Saturday, November 10, 2007

Holding a Job...

...is something I have serious trouble with. I like working! As much as I hate that I have to, I like that sometimes, people are happy when I'm helping them. Even just helping them find the right card, I dunno. That's a nice feeling. But it's so tough! I had a panic attack at work today. What if I'm alone? What if I'm working and whoever is with me is on break? I can do that! I can work a pre-Christmas shift, by myself, cash, floor, card cleaning. But sometimes, it's hard enough to wake up in the morning. I need to be able to keep working. I need so much more then that, but right now, I need to be able to work. And I hate myself for not able able to.

Friday, November 9, 2007

My Confession. I'm a Lesbian Gang Member.



Dammit O'Reilly, you caught me. I'm secretly part of the TLTO, (that's Toronto Lesbians Taking Over) and I'm working hard to rack up my Dyke-Points, so I can get myself a toaster!!! Honestly, I'd prefer a microwave, but you have to convert 50 girls to lesbianism, and I don't work with the gang enough to get that!



I haven't been going to the hospital for the past three years, I've taken the "tunnel" to our underground lair, where we plan out lesbian gang stuff and have lesbian sex.



They're part of the gang. And I didn't get my job back at Carlton, I just got a promotion in that gang and I needed more time to go into Straightville, (that's everywhere outside of Church and Wellesley) and recruit. Actually, they're not 17. They're 37 and 49 respectively, and they recruited me. They sponsored me into the group, (they acted as my Sapphic Sisters.) I was their microwave girl. Dammit, now we have to go revise our safety plans.

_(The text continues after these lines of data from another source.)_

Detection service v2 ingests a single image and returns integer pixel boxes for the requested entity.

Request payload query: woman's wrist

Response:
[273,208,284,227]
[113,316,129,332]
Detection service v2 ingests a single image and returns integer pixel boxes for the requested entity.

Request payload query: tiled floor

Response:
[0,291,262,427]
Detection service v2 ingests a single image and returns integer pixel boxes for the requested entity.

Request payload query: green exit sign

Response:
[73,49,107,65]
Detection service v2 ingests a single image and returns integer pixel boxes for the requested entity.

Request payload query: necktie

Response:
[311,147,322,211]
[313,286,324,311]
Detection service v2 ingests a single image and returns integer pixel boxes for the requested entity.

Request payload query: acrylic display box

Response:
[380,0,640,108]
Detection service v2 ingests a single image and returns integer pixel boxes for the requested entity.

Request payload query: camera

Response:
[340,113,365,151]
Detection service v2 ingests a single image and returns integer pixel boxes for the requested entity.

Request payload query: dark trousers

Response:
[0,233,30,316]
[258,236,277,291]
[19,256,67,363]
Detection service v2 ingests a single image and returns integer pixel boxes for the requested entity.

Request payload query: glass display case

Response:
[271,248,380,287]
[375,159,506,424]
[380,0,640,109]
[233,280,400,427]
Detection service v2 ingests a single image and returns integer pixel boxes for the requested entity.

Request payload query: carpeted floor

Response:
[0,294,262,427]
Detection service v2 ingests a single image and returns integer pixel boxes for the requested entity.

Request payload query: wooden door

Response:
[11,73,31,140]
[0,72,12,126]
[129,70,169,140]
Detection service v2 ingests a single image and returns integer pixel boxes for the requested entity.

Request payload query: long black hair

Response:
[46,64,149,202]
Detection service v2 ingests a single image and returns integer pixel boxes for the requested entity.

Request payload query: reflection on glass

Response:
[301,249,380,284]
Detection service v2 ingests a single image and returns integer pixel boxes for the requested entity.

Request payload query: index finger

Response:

O'Reilly, you've really got us going.

(*laughs hysterically)

Thursday, November 1, 2007

Philosophy and Alberto Knox - written 11/01/07


Sophie's World. Alberto leaves Sophie a letter and asks..."Are you a child who has not yet become world-weary?"
Unit 3 HZT4U1. The print before me reads, "Give your response."

I thought at first, that I could simply answer, "Yes/No." And then as I thought more about it I started to remember....

I know that I am only seventeen and have so much more to experience, but I think I am tired of the world. Five years ago I had so much less to think and worry about- not that I didn’t have any problems, but just that they were so...average! (Here I must say that although my issues were the same as every other kid in my class, that didn’t make it any easier.) The next year I hit depression, started self-injuring, and attempted suicide. Throughout high school, I’ve come to see so many more unpleasant parts of the world. Corruption! The disintegration of my family, the abuse of my friends, the intolerance of the church, the stigma of mental illness, how could I not be tired of this!? I am so much more familiar with Centenary Hospital, how to see a friend in a locked ward, how to evade being hospitalized, hatred, and loneliness than I ever wanted to be. I have watched my friends...no. There are good things to this world, sure, but I’m rather tired of the bad things.